Wills stated that the plant represents the technology cutting-edge in renewable energy design.
“The single axis tracking plant consists of over 24,000 bi-facial solar modules covering an area of 20 hectares in the Northern Cape, where the solar resource is one of the best in the world. The solar PV facility tracks the sun throughout the day and absorbs irradiance from both the sky and reflected light from the ground, making it more efficient. The plant design will see over 25,000 tons of carbon emissions being avoided annually – the equivalent of taking 5,400 cars off of the road for a year.”
He added that the model uses the Eskom grid to connect private buyers and sellers together.
“It’s the first step forward in creating grid independence where private buyers and sellers of energy can trade with each other.
“Wheeling is a financial transaction that allows power to be produced in one location and billed to an energy user in another region. The plant will provide a low-carbon alternative to coal-fired power without needing to be geographically located at the site of use.

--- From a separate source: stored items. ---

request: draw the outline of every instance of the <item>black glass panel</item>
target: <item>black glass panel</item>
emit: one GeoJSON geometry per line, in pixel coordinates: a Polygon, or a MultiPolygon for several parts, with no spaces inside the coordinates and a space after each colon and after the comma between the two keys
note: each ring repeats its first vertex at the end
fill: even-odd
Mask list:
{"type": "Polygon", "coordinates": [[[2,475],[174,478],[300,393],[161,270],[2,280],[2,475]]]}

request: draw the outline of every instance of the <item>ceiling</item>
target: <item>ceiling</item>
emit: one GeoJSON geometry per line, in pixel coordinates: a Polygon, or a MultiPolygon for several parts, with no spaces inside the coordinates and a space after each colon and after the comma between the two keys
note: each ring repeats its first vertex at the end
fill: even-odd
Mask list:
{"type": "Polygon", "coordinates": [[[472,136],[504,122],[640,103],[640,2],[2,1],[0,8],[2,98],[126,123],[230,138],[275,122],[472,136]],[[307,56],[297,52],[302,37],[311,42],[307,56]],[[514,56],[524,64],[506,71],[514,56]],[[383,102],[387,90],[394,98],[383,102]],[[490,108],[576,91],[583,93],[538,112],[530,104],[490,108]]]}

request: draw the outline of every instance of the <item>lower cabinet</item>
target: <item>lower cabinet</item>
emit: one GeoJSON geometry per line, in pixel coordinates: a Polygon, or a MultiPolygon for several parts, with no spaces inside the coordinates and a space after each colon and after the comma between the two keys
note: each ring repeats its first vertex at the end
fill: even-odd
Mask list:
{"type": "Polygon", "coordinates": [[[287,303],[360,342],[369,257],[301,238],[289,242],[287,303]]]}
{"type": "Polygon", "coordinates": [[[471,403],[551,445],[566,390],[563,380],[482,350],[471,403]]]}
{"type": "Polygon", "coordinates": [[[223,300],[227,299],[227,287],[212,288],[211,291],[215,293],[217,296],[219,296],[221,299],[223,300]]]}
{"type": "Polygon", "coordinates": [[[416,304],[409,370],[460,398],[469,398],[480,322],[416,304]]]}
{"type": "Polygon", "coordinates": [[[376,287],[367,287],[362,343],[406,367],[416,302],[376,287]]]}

This model could also help South Africa significantly in sticking to its carbon emission reductions targets, which are at the forefront of discussion ahead of the COP26 climate change in Glasgow next week.”
Wills stated that the launch of the solar plant symbolised the positive stance taken recently by the Department of Minerals and Energy, Nersa and Eskom towards renewable energy generation.
“This has great potential to solve South Africa’s energy crisis and reduce electricity costs. Power generated from wheeling projects will increase the amount of independent power producers and relieve the sole electricity provision burden on Eskom.”
Meanwhile, Eskom will be extending load shedding on Stage 2 for the rest of the week.